The problems with his 2011 Dodge Durango began when it wouldn't start.
"(It’s a) high-end vehicle, and all of a sudden it wouldn't crank," Cooper said.
Cooper said he'd have to coax the car to start five times a day. A dealer told him to try popping off the push-button start button and use the key instead.
It helped some, but Cooper was still concerned.
"This is what carries my family around. My wife and daughter drive in this every day," he said.
The problem
A mechanic told Cooper that the problem was in the Durango's "Totally Integrated Power Module," or TIPM. It's a black box located inside the engine compartment.
The box is filled with fuses, relays and a computer processor that control all of the essential electrical systems.
"Some people refer to it as the Totally Insane Power Module," said Clarence Ditlow, who runs the Center for Auto Safety in Washington D.C.
Ditlow has received about 250 complaints about the TIPM.
"Any one of those number of the malfunctions from that module can cause a crash," Ditlow said.
Ditlow points to a wreck last November in Virginia. A tractor-trailer rear-ended a 2007 Jeep Patriot. Investigators said the Jeep came to a dead stop in the center lane with no hazard lights or turn signals.
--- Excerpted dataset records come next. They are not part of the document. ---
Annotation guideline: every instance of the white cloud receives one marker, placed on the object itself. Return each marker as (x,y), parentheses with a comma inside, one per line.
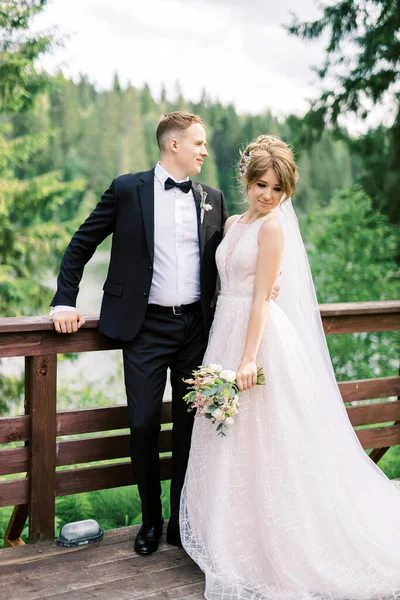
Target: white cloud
(238,52)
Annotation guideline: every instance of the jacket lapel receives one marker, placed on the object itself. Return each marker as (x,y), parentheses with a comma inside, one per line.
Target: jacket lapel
(200,226)
(146,196)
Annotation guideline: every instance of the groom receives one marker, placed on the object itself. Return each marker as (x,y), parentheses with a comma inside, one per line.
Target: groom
(158,300)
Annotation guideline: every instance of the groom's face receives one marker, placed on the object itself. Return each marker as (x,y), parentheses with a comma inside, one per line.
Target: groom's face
(191,149)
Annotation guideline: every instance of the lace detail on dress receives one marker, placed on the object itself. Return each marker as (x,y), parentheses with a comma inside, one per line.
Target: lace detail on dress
(272,511)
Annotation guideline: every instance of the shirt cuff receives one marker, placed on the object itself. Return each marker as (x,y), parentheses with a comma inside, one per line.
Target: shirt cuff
(60,308)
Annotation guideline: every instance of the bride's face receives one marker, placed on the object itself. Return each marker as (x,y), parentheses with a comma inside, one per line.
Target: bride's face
(265,193)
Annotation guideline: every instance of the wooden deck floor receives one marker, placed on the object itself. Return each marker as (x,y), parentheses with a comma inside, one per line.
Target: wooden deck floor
(107,570)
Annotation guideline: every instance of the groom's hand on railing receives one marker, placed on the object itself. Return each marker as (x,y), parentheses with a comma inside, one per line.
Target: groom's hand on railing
(67,321)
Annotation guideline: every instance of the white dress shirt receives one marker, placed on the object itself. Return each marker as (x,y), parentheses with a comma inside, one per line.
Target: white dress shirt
(176,268)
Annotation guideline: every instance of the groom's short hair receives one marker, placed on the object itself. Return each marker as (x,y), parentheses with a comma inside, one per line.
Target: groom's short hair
(175,121)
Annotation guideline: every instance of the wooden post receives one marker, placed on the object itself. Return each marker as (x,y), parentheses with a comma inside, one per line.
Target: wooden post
(41,377)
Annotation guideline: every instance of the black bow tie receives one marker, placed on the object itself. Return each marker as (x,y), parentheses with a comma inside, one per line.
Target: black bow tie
(185,186)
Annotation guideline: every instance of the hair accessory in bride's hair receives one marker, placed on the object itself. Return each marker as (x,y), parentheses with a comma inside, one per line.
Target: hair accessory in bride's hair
(244,163)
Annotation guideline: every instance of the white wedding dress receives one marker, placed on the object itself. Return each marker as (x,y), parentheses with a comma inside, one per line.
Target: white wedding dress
(287,506)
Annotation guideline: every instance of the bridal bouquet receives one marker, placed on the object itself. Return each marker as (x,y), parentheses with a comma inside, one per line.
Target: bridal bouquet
(215,394)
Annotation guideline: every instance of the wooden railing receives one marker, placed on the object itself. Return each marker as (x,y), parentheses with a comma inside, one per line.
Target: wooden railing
(42,429)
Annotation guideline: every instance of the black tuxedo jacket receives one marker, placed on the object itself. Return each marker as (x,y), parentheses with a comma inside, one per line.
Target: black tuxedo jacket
(126,210)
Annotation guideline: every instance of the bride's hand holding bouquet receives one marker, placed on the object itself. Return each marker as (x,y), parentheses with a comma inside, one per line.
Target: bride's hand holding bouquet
(215,392)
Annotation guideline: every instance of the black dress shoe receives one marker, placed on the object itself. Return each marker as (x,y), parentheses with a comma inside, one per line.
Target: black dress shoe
(148,538)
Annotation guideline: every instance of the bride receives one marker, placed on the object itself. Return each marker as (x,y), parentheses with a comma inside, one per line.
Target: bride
(287,506)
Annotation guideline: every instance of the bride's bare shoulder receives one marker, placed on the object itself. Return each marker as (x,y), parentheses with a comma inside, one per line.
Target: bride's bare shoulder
(271,232)
(230,220)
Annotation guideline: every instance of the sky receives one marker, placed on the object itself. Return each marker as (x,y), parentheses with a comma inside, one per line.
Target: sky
(237,50)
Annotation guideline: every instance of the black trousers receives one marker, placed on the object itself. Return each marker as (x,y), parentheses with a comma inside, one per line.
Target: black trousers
(164,340)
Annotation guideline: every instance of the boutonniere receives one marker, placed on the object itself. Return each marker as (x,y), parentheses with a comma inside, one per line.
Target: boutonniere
(203,205)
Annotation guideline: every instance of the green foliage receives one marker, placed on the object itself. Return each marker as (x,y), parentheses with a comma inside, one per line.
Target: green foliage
(362,68)
(19,80)
(371,27)
(352,251)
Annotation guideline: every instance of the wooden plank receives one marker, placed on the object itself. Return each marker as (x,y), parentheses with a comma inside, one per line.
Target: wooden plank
(12,536)
(366,308)
(379,437)
(72,452)
(14,429)
(36,343)
(368,389)
(159,583)
(14,460)
(44,322)
(355,323)
(72,422)
(121,537)
(380,412)
(107,418)
(39,323)
(52,577)
(30,336)
(41,389)
(14,491)
(88,479)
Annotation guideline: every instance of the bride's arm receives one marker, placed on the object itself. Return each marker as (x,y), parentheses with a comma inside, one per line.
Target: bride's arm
(268,264)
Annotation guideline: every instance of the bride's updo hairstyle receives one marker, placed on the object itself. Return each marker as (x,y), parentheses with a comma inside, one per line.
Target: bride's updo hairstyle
(268,152)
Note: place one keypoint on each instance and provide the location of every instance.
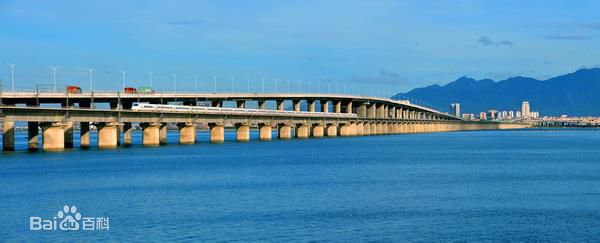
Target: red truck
(72, 89)
(129, 90)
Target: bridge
(374, 116)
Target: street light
(215, 83)
(12, 71)
(123, 80)
(54, 75)
(90, 71)
(150, 74)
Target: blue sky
(396, 45)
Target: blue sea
(514, 185)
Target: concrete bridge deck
(374, 116)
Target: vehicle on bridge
(220, 110)
(73, 89)
(129, 90)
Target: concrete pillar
(107, 135)
(381, 111)
(359, 129)
(362, 110)
(324, 106)
(296, 104)
(284, 131)
(8, 135)
(84, 135)
(68, 134)
(371, 111)
(33, 141)
(150, 134)
(318, 131)
(217, 132)
(187, 132)
(345, 130)
(53, 134)
(162, 134)
(265, 131)
(127, 133)
(331, 130)
(280, 105)
(312, 105)
(366, 129)
(349, 107)
(302, 131)
(241, 104)
(242, 132)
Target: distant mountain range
(574, 94)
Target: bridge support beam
(242, 132)
(33, 140)
(150, 134)
(53, 136)
(68, 134)
(187, 132)
(162, 137)
(127, 132)
(107, 135)
(217, 132)
(284, 131)
(265, 131)
(318, 131)
(8, 135)
(302, 131)
(331, 130)
(84, 135)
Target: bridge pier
(318, 131)
(187, 132)
(8, 135)
(243, 132)
(265, 131)
(162, 134)
(302, 131)
(33, 140)
(217, 132)
(84, 135)
(359, 129)
(284, 131)
(68, 134)
(331, 130)
(150, 133)
(127, 133)
(107, 135)
(53, 136)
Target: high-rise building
(455, 107)
(525, 110)
(482, 116)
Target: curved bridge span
(288, 115)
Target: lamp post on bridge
(91, 71)
(12, 72)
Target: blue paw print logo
(69, 218)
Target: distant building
(525, 110)
(455, 108)
(482, 116)
(469, 117)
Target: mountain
(574, 94)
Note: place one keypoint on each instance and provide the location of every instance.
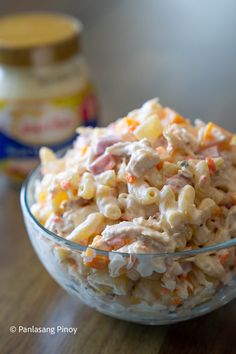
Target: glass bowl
(130, 286)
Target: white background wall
(183, 51)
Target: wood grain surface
(30, 297)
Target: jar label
(26, 125)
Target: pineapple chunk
(150, 129)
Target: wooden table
(29, 296)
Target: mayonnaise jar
(45, 88)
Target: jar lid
(30, 39)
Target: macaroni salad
(150, 182)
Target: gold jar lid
(35, 39)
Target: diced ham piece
(103, 142)
(178, 182)
(210, 152)
(102, 163)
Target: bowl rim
(78, 247)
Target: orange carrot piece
(160, 165)
(176, 301)
(130, 178)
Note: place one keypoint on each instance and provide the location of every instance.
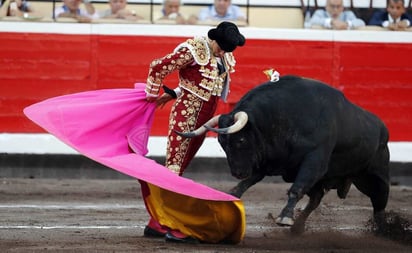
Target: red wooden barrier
(376, 75)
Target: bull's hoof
(284, 221)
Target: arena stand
(46, 58)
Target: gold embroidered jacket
(198, 70)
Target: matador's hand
(163, 99)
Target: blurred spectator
(118, 10)
(394, 17)
(18, 8)
(334, 16)
(219, 11)
(71, 9)
(171, 11)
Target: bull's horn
(201, 130)
(241, 119)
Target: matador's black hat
(227, 36)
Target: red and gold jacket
(198, 70)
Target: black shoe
(150, 232)
(169, 237)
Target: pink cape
(112, 127)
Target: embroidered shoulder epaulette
(199, 48)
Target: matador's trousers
(188, 113)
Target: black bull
(311, 135)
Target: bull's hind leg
(315, 196)
(376, 189)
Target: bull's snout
(240, 175)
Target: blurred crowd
(334, 15)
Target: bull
(310, 134)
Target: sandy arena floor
(78, 215)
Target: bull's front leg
(245, 184)
(312, 168)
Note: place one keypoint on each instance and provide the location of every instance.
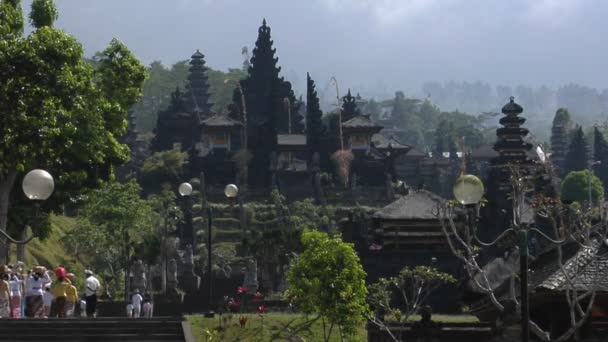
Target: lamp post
(230, 191)
(187, 231)
(37, 185)
(469, 190)
(597, 162)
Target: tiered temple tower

Ditlow said that could be a telltale sign of a defective TIPM. The Jeep's driver died.
"I mean, you spend money on a car, thinking you're getting something durable, close to what I spend on my house payment, for a vehicle that I want to be reliable for my wife and newborn baby, and to have issues like this," Cooper said.
The recall
Last September, Chrysler recalled 188,723 Dodge Durangos and Jeep Grand Cherokees from 2011 for engine stalls.
Cooper's Durango was included.
The problem lies in the fuel pump relay, a part of the TIPM. Cooper showed Strickland the fix: an electronic fuel control that bypassed the TIPM.
"It was more or less a patch -- a roundabout way of fixing the issue without replacing the total problem," Cooper told Strickland.
The Center for Auto Safety wants a wider recall and petitioned the National Highway Safety Administration. A class-action lawsuit filed in May 2014 in federal court in California is working its way through the judicial process.
It demands actual and punitive damages and a repair for the TIPM.
Chrysler says the TIPM is not defective.
A recall in 2007 is blamed not on the TIPM, but on its software.
A spokesman said the recall affecting Cooper covered a bad portion of the TIPM (the fuel relay), not the TIPM itself.
Ditlow isn't convinced.
"Chrysler knows they have a serious defect on their hands,” he said. “The government is doing an investigation, and Chrysler should in fact do a recall without waiting for the government because it is such a bad problem."
Cooper just hopes for no more TIPM trouble. "I'm upside down on the payment,” he said. “Basically, I'm stuck with the car."